Nadège Vidal
Petits désordres autour des taureaux
Collection : Faenas
96 pages
14,00 €
978-2-86432-542-0
août 2008
Ce qui fait le prix des nouvelles de Nadège Vidal, c’est que pour la première fois, dans une fiction, un œil féminin, riche et complexe, éclaire la tauromachie d’une autre lumière. Pas en y projetant le point de vue politique classique (« le monde de la tauromachie est un monde d’hommes qui rejette les femmes ou les enferme dans les stéréotypes masculins » – ce qui est malheureusement le plus souvent la vérité), mais par le recours de la langue elle-même. Ce léger décalage, le tremblement des mots et des sentiments, représente un apport très original dans la prose taurine contemporaine.
J’ai voulu suivre une histoire plutôt qu’une nature, lâcher la bride à l’imaginaire en mes désirs retenu, enfourcher un risque pour affronter des chimères. Il fallut alors confronter mon image, ou ce qu’il en restait, au miroir où mon reflet a disparu, puisque je reviens d’un continent lointain et noir. Un jeune homme, presque un señorito, les mains dans les poches, a déréglé l’horloge du petit monde, en laissant quelque part un cadavre de poupée. Désormais, je me meurs au réel, disons à un certain réel, je quitte ma peau de femme, pour devenir un et trouver une harmonie convenable dans l’art de conjuguer, d’accorder un corps et un langage où les fautes ne sont pas exclues. À la toise, ce jeune homme n’appartient pas au cercle des Gargantua, mais ce n’est pas honteux, d’autant que j’ai usé de subterfuges matériels pour lui inventer, sous sa braguette, des frivolités. Sur le sol, mes mèches de cheveux sacrifiées signent l’abandon et le renoncement, tandis que mon nez un peu fort et ma mâchoire carrée jouent leur jeu. Sans état d’âme, j’avais bandé, avec application, mes petits seins. Il s’est tourné, et j’ai constaté que ses fesses n’étaient pas trop grosses, juste un peu rebondies. Seuls mes pieds et mes mains pouvaient le trahir. Je flottais dans les mocassins, trois pointures de trop, et j’avais glissé une chevalière à un auriculaire, sans conviction, rajouté une couche de gomina sur ma toison courte, tenté d’infléchir le sol de ma voix vers le mi-dire.

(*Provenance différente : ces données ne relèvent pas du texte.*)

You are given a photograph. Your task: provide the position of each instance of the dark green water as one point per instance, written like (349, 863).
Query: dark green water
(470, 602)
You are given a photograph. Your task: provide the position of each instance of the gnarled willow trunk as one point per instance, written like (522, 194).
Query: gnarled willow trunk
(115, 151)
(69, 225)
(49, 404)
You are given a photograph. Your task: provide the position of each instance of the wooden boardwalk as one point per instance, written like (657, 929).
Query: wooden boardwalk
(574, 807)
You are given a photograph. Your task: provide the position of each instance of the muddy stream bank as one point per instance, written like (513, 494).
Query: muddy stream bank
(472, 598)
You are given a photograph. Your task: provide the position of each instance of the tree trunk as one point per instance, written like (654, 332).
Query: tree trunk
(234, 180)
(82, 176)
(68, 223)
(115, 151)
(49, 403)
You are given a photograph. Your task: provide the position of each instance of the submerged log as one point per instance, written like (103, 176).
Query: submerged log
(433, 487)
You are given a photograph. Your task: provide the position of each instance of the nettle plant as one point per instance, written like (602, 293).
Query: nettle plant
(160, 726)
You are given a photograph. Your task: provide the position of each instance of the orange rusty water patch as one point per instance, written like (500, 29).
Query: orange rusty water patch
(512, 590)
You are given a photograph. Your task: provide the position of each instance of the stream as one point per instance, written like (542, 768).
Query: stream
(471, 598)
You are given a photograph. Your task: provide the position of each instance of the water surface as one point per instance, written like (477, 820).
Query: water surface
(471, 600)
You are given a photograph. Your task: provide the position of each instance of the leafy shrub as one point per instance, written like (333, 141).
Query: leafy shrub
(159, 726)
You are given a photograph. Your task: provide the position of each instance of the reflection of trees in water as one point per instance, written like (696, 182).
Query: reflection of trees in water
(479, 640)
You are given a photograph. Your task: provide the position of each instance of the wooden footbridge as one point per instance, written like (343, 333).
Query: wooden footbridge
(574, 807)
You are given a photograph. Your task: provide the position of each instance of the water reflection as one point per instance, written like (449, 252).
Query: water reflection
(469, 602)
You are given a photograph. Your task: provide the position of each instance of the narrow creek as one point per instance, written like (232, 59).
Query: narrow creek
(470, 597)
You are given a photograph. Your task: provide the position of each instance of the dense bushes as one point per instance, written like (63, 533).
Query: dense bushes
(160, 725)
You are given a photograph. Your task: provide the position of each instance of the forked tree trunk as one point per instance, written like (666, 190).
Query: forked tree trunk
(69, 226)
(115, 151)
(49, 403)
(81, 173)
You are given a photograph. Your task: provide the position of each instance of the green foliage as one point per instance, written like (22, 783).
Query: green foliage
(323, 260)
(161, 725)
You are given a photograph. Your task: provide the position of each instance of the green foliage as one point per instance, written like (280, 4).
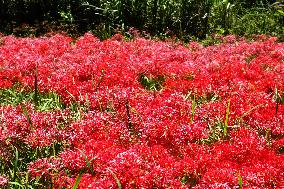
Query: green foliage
(152, 83)
(185, 19)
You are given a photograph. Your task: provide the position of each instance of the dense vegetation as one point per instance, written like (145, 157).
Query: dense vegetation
(141, 113)
(186, 19)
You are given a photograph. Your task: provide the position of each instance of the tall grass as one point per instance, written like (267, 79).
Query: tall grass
(183, 18)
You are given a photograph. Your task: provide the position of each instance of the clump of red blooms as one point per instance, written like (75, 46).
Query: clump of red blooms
(139, 138)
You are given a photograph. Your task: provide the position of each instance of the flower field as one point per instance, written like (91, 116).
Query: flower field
(141, 113)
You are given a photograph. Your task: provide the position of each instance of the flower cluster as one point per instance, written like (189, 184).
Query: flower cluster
(152, 114)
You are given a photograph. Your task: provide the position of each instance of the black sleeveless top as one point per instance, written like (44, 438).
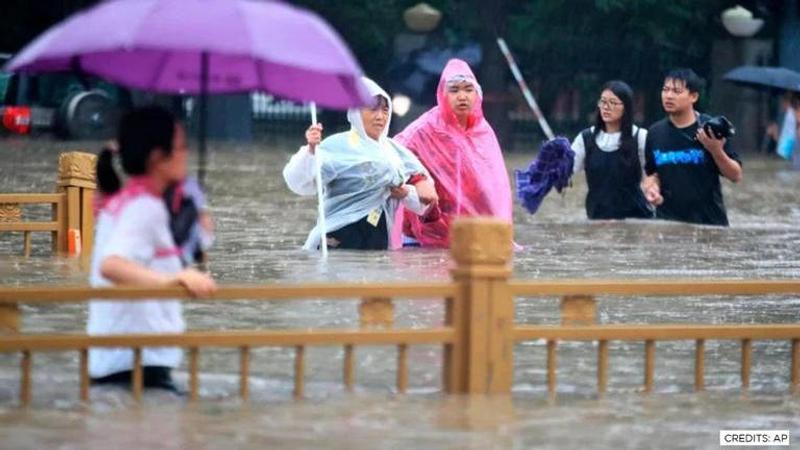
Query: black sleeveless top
(614, 191)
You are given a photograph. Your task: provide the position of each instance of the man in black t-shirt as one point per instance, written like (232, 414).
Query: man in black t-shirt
(683, 163)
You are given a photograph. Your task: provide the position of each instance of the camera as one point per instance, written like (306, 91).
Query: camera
(718, 127)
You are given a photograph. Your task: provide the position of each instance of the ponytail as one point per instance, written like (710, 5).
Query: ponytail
(108, 181)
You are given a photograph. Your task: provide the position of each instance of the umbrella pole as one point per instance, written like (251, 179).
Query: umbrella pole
(323, 241)
(202, 120)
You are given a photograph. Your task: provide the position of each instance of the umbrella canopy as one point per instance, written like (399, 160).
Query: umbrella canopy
(779, 78)
(158, 45)
(203, 46)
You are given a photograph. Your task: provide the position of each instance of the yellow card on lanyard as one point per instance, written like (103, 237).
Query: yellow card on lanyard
(374, 217)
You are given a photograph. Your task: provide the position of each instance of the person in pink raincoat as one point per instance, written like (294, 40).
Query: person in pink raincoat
(460, 150)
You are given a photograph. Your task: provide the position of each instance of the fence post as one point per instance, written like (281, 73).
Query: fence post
(481, 360)
(76, 177)
(9, 318)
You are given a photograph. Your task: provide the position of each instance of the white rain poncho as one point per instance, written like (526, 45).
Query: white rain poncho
(357, 173)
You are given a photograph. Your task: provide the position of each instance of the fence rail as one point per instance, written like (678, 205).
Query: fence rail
(71, 206)
(11, 218)
(477, 337)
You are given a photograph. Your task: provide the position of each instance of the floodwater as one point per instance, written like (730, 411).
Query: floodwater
(261, 226)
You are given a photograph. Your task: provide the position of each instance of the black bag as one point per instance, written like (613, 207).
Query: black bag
(183, 214)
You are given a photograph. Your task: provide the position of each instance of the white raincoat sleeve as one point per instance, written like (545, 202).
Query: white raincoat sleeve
(412, 202)
(299, 172)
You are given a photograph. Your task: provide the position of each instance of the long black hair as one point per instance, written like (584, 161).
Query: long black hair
(628, 144)
(140, 132)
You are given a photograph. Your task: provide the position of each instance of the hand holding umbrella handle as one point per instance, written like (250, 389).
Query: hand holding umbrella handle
(323, 241)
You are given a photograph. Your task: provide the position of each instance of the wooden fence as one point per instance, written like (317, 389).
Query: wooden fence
(71, 206)
(478, 334)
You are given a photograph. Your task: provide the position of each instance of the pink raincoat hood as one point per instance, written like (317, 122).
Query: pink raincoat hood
(467, 164)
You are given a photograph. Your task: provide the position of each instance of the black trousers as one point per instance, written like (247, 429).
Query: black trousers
(153, 377)
(362, 235)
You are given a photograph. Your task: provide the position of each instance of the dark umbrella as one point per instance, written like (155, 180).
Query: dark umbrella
(552, 168)
(200, 47)
(777, 78)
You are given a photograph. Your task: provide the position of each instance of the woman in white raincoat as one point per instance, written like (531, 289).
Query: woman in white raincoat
(365, 176)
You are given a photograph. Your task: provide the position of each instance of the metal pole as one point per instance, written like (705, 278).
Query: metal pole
(523, 86)
(202, 120)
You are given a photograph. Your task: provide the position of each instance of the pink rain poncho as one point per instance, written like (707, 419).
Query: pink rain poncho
(466, 164)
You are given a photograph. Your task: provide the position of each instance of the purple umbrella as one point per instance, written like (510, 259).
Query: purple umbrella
(203, 46)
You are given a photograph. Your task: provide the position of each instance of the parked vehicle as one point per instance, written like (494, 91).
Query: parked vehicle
(70, 105)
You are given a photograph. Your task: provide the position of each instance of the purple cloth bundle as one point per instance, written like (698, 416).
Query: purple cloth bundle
(551, 168)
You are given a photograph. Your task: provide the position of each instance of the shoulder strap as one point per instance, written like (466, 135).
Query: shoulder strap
(589, 143)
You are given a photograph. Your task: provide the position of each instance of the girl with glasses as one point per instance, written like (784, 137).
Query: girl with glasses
(611, 153)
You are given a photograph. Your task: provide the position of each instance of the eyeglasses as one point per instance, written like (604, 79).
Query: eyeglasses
(610, 104)
(674, 90)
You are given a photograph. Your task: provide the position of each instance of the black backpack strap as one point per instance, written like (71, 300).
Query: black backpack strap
(588, 141)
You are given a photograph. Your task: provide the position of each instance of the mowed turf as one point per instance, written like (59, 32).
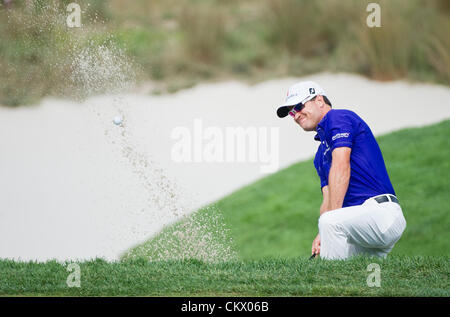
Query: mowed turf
(399, 276)
(277, 215)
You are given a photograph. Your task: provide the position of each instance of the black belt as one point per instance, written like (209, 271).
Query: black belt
(385, 198)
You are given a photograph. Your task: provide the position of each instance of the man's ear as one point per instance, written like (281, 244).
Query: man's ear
(320, 99)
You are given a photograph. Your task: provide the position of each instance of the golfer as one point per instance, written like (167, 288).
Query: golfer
(360, 213)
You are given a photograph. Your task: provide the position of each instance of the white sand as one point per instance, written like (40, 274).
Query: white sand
(73, 187)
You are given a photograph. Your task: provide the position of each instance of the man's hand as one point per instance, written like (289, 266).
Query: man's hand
(316, 245)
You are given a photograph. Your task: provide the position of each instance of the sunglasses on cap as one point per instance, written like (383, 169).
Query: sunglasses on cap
(298, 107)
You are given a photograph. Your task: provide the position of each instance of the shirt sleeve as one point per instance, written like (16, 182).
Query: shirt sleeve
(320, 171)
(340, 131)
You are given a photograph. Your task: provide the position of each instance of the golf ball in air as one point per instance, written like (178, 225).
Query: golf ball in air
(117, 120)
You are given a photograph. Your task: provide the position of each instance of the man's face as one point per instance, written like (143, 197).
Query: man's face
(311, 114)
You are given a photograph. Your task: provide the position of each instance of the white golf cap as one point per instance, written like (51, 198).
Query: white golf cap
(299, 93)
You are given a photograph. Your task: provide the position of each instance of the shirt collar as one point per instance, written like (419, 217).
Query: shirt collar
(316, 137)
(320, 125)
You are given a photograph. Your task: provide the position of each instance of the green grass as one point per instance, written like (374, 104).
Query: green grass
(400, 276)
(277, 215)
(177, 43)
(272, 224)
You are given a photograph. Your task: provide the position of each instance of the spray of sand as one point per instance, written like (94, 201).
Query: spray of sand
(105, 69)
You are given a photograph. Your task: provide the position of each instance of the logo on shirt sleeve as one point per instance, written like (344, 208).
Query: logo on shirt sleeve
(340, 135)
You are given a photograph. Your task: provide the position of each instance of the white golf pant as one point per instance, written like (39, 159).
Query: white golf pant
(371, 228)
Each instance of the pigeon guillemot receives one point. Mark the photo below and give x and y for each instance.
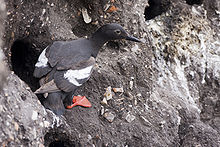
(65, 65)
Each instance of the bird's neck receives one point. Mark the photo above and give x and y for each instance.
(97, 42)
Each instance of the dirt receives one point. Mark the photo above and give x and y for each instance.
(147, 113)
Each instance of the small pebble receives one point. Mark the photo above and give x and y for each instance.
(109, 116)
(34, 115)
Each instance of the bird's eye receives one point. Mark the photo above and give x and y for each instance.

Au Londres, au Sofitel, les toreros ne tarderaient pas à revêtir leurs collants de coton, leurs bas de soie, leurs chaînes, médailles et bijoux, leurs paillettes et leurs ballerines.
Et quitter la glace pour la vitre.
Depuis la fenêtre de ma chambre, à la pension Alemania, celle que je préfère à San Sebastián, la Concha se déployait comme une tasse à café au lait.
La séance de métamorphose terminée, il était 15 h 35, je descendis sous l’œil surpris du cerbère n° 1, et j’allai au restaurant El Molinero engloutir quelques raciones, parce que, s’il faut appartenir aussi au siècle de l’ordre alimentaire, je préfère me goinfrer.
Je vérifiai ma carte de presse : en Espagne, les noms des fleuves et des rivières sont tous masculins. Pour les prénoms, les accords, le lexique ne tolère aucune ambiguïté. Un a ou un o vous change la vie. En France, s’appeler Dominique ou Claude, permet d’empocher la levée, tandis que sur les participes passés des verbes en er, le doute plane. Un jour, on ne pourra jamais plus tricher, se couler dans les personnages des rêves, s’inventer un monde différent, on aura une puce dans le cerveau ou sous la peau terrorisée qui déclinera tout de nous, nos convictions, nos faiblesses et nos forces. Un genre de confession grandeur nature, un jugement dernier, une inquisition flamboyante, et ce sera la fin de l’homme et le début des langues mortes. En attendant, on croit ressembler à une ombre tranquille.